Pendaftaran di masa uji coba ini diterapkan di 11 kota/kabupaten di lima provinsi melalui laman subsiditepat.mypertamina.id. Konsumen yang sudah mendaftar dan datanya telah diverifikasi bakal mendapat kode respons cepat (QR code). Selain identitas pribadi, data yang harus diisi adalah jenis kendaraan, nomor polisi dan kapasitas mesin (cc), serta foto kendaraan.
Menurut Pengurus Harian Yayasan Lembaga Konsumen Indonesia (YLKI) Agus Suyatno, Minggu (3/7/2022), pendataan konsumen jangan sampai keliru agar subsidi BBM ini tepat sasaran. Pasalnya, masih ada kelemahan soal akurasi basis data di Indonesia. Ia menyarankan agar pendataan ini melibatkan struktur aparat pemerintah paling bawah, yakni tingkat kelurahan.
”Pemerintah harus proaktif turun langsung karena tingkat kelurahan yang tahu persis siapa yang pantas disubsidi. Pendataan harus riil dan faktual. Pada pertalite, (harga) barangnya yang disubsidi sehingga yang terjadi adalah masyarakat yang tak layak disubsidi turut menikmati subsidi. Ini yang harus dibenahi,” ucap Agus.
Sekretaris Perusahaan PT Pertamina Patra Niaga Irto Ginting, saat dikonfirmasi terkait pelaksanaan registrasi pengguna pada situs MyPertamina dalam dua hari terakhir, Minggu, belum bersedia mengungkapkan. ”Besok (Senin, 4/7), ya,” katanya.
Sebelumnya, Irto mengemukakan, pendataan ini diharapkan membuat BBM bersubsidi dinikmati oleh orang yang berhak. Jika tak diatur, realisasi penyaluran pertalite pada akhir 2022 diperkirakan mencapai 28 juta kiloliter (kl) atau melebihi kuota 23,05 juta kl.

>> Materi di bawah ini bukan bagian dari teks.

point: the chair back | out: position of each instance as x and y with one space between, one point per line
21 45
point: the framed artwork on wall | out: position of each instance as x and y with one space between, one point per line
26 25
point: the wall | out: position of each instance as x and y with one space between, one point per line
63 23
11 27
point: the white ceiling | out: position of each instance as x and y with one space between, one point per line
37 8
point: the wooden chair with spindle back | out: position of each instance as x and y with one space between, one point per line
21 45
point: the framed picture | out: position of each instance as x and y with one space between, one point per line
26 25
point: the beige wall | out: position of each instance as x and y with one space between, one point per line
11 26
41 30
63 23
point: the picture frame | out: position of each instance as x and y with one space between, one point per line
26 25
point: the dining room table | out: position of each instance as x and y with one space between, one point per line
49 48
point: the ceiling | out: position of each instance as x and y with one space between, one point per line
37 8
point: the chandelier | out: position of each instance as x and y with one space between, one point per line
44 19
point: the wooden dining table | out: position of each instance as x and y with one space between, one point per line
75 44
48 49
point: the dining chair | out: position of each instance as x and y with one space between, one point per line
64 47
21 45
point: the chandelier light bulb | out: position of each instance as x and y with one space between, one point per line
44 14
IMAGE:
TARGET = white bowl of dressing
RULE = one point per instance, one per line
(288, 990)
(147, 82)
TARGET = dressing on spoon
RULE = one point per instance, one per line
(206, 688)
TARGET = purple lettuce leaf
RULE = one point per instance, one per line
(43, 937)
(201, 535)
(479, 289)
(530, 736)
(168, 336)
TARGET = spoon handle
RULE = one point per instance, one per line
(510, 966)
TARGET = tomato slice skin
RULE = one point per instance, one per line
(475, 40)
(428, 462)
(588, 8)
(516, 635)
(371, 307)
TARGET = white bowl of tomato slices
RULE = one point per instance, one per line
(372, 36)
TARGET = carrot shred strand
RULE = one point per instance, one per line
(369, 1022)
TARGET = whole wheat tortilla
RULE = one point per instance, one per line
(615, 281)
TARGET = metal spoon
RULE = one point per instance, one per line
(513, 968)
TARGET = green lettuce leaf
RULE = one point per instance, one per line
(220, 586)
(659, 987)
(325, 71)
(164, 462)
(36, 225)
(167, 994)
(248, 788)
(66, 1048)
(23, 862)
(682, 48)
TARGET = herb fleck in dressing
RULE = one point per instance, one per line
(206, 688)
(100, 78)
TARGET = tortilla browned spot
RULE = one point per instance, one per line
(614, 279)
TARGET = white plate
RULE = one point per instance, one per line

”Orang-orang yang mampu atau 60 persen teratas (kaya) menikmati hampir 80 persen dari total BBM bersubsidi. Sementara masyarakat miskin dan rentan atau 40 persen terbawah hanya menikmati 20 persen. Bisa dilihat di antrean-antrean (kendaraan mewah pada BBM subsidi) di SPBU,” ujar Irto.
Sementara itu, sebagai BUMN yang mengemban penyaluran BBM dan elpiji bersubsidi, Pertamina, pada Jumat (1/7) telah menerima pembayaran kompensasi dari pemerintah. Kompensasi senilai Rp 64,5 triliun itu untuk penyaluran BBM dan elpiji bersubsidi yang telah dilakukan di tahun 2021.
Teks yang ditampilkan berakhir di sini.